What you're doing is Undefined Behaviour, and that it "works" is entirely accidental. You cannot and must not ever rely on this, because it could do just about anything. The behaviour of it is not defined.
作为实现细节,
vector::iterator 很容易是int*。我认为在g++中,它是一个围绕int*的非常薄的包装器。如果是这种情况,那么擦除三元素向量的中间元素意味着it的指针数据成员仍指向与删除的元素相同的地址,当然该地址将包含该值之前紧随其后,并且也被it2有效引用。该标准不保证
it仍会引用任何内容,这就是为什么您不能依赖在这里观察到的行为。但它解释了你所看到的。当您取消引用它时,实现几乎必须竭尽全力才能使其他事情发生。但编译器每天都会不遗余力:例如,调试库的版本,并且一些优化技术依赖于代码正确的假设。
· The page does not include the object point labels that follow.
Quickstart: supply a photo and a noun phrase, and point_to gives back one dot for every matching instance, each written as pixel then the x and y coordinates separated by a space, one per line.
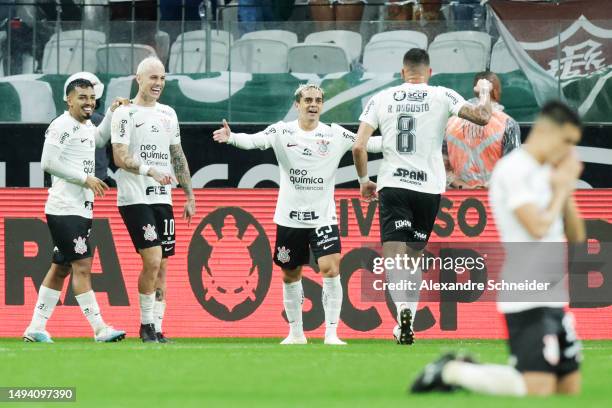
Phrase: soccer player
pixel 69 156
pixel 308 154
pixel 532 201
pixel 147 148
pixel 412 119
As an implementation detail,
vector<int>::iteratorcan easily beint*. I think ing++it's a very thin wrapper around anint*. If that's the case, then erasing the middle element of a three-element vector means that the pointer data member ofitis left pointing at the same address as the element removed, which of course will contain the value that previously was straight after it, and which is also validly referred to byit2.The standard does not guarantee that
itwill still refer to anything, which is why you can't rely on the behavior you've observed here. But it explains what you've seen. An implementation pretty much has to go out of its way to make anything else happen when you dereferenceit. But compilers do go out of their way every day: debugging versions of the libraries for example, and some optimization techniques rely on assumptions that your code is correct.